Don't count on the police. I had my 74 Opel GT 1900 broken into and they got the stereo. Then vandalized the interior pretty bad. I guess they were expecting more and were frustrated there just wasn't anything else. I got it so my wife & I had something to drive while I rebuilt here 74 Super Beetle Convertible. Anyway, I only had No-Fault on it. The cops finally show up and take the report, but the cop says they know who is doing all the break-ins in the area. I say, "Great! Let's go get my stuff back!" He calmly says, "I'm just here to file a report so you will have something to give to your insurance agent". I tell him, "I just have No-Fault" He looks at me and slams his book shut and tells me, "WHY ARE YOU WASTING MY TIME THEN!" and storms off.

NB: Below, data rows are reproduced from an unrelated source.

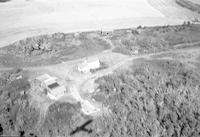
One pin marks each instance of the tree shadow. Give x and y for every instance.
(82, 128)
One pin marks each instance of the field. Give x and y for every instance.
(36, 17)
(51, 49)
(195, 1)
(189, 4)
(148, 84)
(172, 10)
(155, 39)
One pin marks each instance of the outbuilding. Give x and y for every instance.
(89, 64)
(54, 89)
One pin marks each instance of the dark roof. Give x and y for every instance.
(54, 85)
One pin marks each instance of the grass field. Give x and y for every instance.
(36, 17)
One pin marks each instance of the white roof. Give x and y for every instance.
(43, 77)
(47, 79)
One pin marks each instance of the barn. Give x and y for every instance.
(54, 89)
(87, 65)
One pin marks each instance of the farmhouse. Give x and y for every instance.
(54, 89)
(87, 65)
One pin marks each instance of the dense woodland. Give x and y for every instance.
(153, 98)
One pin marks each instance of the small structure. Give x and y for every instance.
(54, 89)
(87, 65)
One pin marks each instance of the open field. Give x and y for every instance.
(190, 4)
(172, 10)
(195, 1)
(21, 19)
(149, 87)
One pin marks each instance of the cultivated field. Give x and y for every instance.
(21, 19)
(172, 10)
(195, 1)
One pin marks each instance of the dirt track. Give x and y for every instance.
(21, 19)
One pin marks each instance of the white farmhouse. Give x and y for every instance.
(87, 65)
(54, 89)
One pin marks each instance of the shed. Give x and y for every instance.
(87, 65)
(54, 89)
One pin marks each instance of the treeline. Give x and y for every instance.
(156, 98)
(189, 5)
(154, 39)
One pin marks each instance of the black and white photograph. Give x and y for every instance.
(99, 68)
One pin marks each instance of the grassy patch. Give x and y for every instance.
(154, 39)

Needless to say the little bastards stole everything from every vehicle within a few miles, then started breaking into homes. They made a bad choice when they picked my elderly neighbor's house. The neighborhood was awakened by screaming and yelling. It sounded like someone was getting murdered! The little punks couldn't get the chain lock off the door, so my neighbor started hitting the bastard's hand with an old cast iron skillet. She got several good whacks in, but the bastard wouldn't stop. So she went to her Butcher Block, where she keeps all her knives, picks out a big, sharp one and stabs the bastards hand and pins it to the wall. Blood is all over the place, but he hears the sirens coming and pulls his hand away from the knife, slicing his hand in half. It was great! We chased him down, which was easy due to all the blood loss. The cops call an ambulance and they take him away. The cops start mentioning possible charges against my neighbor and we all go absolutely bonkers on them. In short, we just reminded them that if they had been doing their job, and picked these bastards up months ago, we wouldn't be going through this right now...WOULD WE!
The cops left and we all ended up doing shots until the sun came up. Then we barbecued some pig and drank beers for the rest of the day. Hope your ordeal has a happy, and not as twisted, ending as mine.
P.S. My elderly neighbor was quite the drinker. She must have had a hollow leg!